Barnard thinks detectives zeroed in on Glenn since he was the logical suspect and excluded all other possibilities. Glenn says the prosecution has "egg on their face" because Ted, their own witness, duped them and made fools of them. He notes that he is in prison while Ted is out there, scot-free. He believes the prosecution is too embarrassed to admit the truth.
Crow notes that Ted is a well-known and close associate of Glenn. He says that if Ted had been on the spoil bank that night, had loudly argued with Freddie, and ordered Donna to shoot Freddie, then Glenn would have recognized his voice and told the police that Ted was responsible. But he never did that.
Glenn says that when he first came to prison, people would laugh at him when he said he was innocent. He thinks he should be believed, not because of what he says but because the record speaks for itself.
Since the murders of Freddie and Mary Lou, the state of Florida has conducted three separate investigations. They have concluded that Glenn is lying and is guilty as charged. Glenn has never denied being on the spoil bank that night, but he insists that he had nothing to do with the murders. He and his advocates hope to find other witnesses who can substantiate Donna's story and set him free.
Extra Notes:

  • This case originally aired on the September 24, 1987 Special #3 episode of Unsolved Mysteries with Karl Malden as host.

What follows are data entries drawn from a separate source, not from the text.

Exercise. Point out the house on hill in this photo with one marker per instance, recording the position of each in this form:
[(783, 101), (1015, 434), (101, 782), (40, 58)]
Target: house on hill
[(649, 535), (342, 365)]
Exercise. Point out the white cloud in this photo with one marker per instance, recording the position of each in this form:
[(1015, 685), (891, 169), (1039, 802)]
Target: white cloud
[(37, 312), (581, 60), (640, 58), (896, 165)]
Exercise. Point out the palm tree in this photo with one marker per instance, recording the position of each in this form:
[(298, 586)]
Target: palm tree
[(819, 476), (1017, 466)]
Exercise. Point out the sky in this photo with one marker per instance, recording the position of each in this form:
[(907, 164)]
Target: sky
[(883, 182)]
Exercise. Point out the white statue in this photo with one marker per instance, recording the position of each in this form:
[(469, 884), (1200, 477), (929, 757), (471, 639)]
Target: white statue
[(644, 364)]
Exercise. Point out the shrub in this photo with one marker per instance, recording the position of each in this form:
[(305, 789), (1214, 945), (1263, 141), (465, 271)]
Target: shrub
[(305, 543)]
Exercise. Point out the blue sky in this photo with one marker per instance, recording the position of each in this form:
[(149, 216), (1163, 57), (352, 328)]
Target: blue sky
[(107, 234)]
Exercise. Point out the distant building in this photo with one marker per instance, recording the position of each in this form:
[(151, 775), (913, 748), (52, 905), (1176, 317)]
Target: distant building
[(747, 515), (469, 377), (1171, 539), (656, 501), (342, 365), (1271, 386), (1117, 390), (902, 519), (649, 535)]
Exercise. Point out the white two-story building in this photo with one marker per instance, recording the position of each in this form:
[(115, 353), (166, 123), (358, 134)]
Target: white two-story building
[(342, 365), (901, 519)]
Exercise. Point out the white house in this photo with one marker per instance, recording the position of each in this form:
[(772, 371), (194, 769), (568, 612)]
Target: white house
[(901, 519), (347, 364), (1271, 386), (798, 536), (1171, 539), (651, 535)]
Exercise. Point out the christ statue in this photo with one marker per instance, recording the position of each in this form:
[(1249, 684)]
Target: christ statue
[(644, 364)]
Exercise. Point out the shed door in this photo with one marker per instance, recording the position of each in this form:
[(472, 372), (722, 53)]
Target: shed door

  • It was excluded from the FilmRise release of Robert Stack episodes.
  • It was later re-profiled in the Dennis Farina hosted series on the April 26, 2010 episode.
  • To protect her identity, the witness who claimed to have been involved in the murders was given the name "Donna" and had her face obscured. Glenn's associate, who Donna claimed was involved, was given the name "Ted" to protect his identity.

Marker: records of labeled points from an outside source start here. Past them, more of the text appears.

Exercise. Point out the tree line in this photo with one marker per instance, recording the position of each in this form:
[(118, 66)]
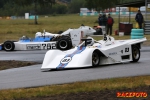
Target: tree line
[(50, 7)]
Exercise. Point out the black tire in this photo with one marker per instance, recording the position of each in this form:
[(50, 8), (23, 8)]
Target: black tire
[(95, 59), (9, 46), (64, 43), (135, 54), (98, 32)]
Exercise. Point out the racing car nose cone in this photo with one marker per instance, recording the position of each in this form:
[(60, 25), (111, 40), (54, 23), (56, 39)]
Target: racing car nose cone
[(65, 60)]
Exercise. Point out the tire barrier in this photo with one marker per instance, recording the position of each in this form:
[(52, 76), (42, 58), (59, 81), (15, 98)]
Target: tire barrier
[(137, 33)]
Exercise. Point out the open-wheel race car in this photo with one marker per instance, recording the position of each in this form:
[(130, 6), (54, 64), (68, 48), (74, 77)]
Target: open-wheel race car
[(94, 53), (63, 41)]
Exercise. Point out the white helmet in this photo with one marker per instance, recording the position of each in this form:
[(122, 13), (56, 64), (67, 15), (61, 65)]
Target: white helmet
[(91, 42)]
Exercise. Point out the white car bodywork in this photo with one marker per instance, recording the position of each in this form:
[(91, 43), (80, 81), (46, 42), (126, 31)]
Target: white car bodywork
[(74, 34), (110, 51)]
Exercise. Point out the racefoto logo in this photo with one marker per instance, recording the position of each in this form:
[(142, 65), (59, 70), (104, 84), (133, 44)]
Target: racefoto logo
[(132, 94), (65, 60)]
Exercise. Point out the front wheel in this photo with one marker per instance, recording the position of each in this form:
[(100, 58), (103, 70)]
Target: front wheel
[(95, 59), (135, 53)]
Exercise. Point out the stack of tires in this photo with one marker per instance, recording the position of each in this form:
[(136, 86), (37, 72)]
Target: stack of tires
[(137, 33)]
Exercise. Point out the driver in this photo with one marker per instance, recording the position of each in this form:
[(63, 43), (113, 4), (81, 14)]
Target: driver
[(90, 42)]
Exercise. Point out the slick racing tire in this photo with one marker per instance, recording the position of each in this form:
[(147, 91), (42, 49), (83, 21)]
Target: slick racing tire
[(135, 54), (8, 45), (95, 59), (64, 43)]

  • Producer John Cosgrove learned of the case while researching crimes and disappearances for the show.
  • In 1979, Glenn and another inmate, Steve Walker, organized a trip to Disney World and other Florida attractions for sick Illinois brothers Kerry and Kyle Wentz. Glenn and Steve went on to help more than 300 children with their program, "Cons for a Cause".

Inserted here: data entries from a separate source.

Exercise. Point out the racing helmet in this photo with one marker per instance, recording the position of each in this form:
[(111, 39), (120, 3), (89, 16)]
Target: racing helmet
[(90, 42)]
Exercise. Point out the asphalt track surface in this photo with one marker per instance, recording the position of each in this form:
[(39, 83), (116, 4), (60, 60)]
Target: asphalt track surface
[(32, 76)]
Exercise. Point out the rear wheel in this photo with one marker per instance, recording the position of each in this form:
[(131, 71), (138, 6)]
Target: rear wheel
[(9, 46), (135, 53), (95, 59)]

  • Some sources spell Glenn's name as "Glen", Mary Lou's middle name as "Lu" and state: their boat was 14-foot long; Freddie borrowed it from a friend; the dock they left from was in Ozona; they left there at 11pm; the spoil bank was in the Intracoastal Waterway; when Freddie and Mary Lou left the island, they were met by another boat; Glenn returned to the dock at 5am or dawn; an acquaintance discovered their bodies while looking for their boat; the boat was found near their bodies; Freddie was also shot with a shotgun; he was shot three times; the pistol used in the murders was found but did not belong to Glenn; and Glenn was not eligible for parole until 2010.

Results: Unresolved - On December 22, 1992, Glenn was released on parole after serving fourteen years in prison. After his release, he returned to Tampa and worked as a food service manager.
On August 21, 1996, Glenn died of a heart attack at the age of fifty-six. He was never successful in proving his innocence. His supporters believe that Freddie and Mary Lou's killer(s) are still at large. However, the police and the state of Florida consider the case closed.